A school district in Springfield, Ill., has issued a “pajamas ban” that prevents children from wearing their pajamas when they attend online classes this fall.
The district will have in-person instruction for two days out of the week and online courses for three days. The school says the same dress code that applies to attending school in person will apply to online classes.
“Hats, caps, bandanas, hoods of any type, sweatbands, sunglasses, pajama pants, slippers, or shoes with wheels attached to the bottom shall not be worn,” the district’s school handbook already states — and that applies at home as well, officials said.
Students also are banned from taking classes in bed and must have their computer cameras on and trained at themselves.
Dress codes anywhere — school, office, restaurants — have become passé. But if a kid is learning, what does it matter what he’s wearing?
“In our regular student dress code, it actually states that pajama pants and so forth are not acceptable school apparel,” Jason Wind, the district’s director of school support, told school board members this week, NBC News reported.
“And so this remote learning information that we put in, with the students’ rights and responsibilities that will fall back under that dress code,” he went on.
“They must follow the dress code of the building, and so no pajama pants.”
I can see wanting kids to get out of bed to learn. But the point of dress codes in the past was to enforce a certain conformity on the group. What is there to conform to if you’re sitting at home?
Some district parents were reportedly puzzled by the at-home dress code.
One, John Freml, said the last thing kids needed was another barrier to learning.
“To put more barriers in place, ‘You have to sit at a table, you have to dress a certain way,’ does not make sense,” Freml told NBC News.

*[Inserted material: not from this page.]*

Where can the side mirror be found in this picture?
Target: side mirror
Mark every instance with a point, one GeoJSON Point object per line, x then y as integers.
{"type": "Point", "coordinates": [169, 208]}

There will be no “pajamas police” roaming the virtual classrooms looking for transgressors. Too bad. It might have been entertaining to watch.
“It is understandable that during remote learning our dress code will be flexible. We do not intend to be punitive or to prescribe what students wear at home during remote learning, especially in this period of uncertainty and adjustment for students, families and staff. If there is a specific concern as it relates to dress code, we will address it individually with the student and their family.”
Full disclosure: I’ve been writing in my pajamas for nearly 20 years — ever since I’ve been working online. Of course, my “pajamas” are actually what I wear all day around the house — sweat pants and a T-shirt. But it hasn’t seemed to affect my writing — for better or worse.
But when I worked in an office, I wore a suit and tie and combed my hair every day. I “felt” professional. It felt like I was presenting a professional image to my co-workers and the world.
Did it have any effect on the way I did my job? I doubt it. Clothes may make the man but that goes for dressing down as well.